Remove columns by pattern
Lets say I want to remove all the columns that contain the word "Spot" in them. How would I do that. I cannot figure out the syntax for Remove columns matching.
Best Answer
-
Alexandru Dataiker, Dataiku DSS Core Designer, Dataiku DSS ML Practitioner, Dataiku DSS Adv Designer, Registered Posts: 1,226 Dataiker
Hi,
You could do this using a Visual Prepare recipe and adding a step with the processor library "Delete/Keep Columns by name".
Within that you can use regex to match on the pattern you are looking for example: .*Spot.*
Answers
-
Thank you for your help!
-
Hi @AlexT
,I tried to use your solution for remove columns using pattern to remove all which start with a common text phrase but the formula did not work.

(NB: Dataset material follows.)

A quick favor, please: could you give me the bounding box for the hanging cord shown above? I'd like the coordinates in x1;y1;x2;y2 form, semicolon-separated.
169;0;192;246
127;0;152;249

The text phrase is FR_AMER_ so I used the regex .*FR_AMER_.* but all the columns are still in the table preview.
-
Alexandru Dataiker, Dataiku DSS Core Designer, Dataiku DSS ML Practitioner, Dataiku DSS Adv Designer, Registered Posts: 1,226 Dataiker
If you want to remove columns that start with a string you can use slightly different regex :
^FR_AMERT_.*
-
Jurre Dataiku DSS Core Designer, Dataiku DSS & SQL, Dataiku DSS Core Concepts, Registered, Dataiku DSS Developer, Neuron 2022 Posts: 115 ✭✭✭✭✭✭✭
For building and testing regex https://regex101.com/ is a nice resource.
-
Doesn't work for me. I have attached a screenshot can you please help me with that? TIA
-
If I wanted to extend this and make it spot plus any single digit would it be
.*_spot\d$.*, .*_spot\d.* or something else?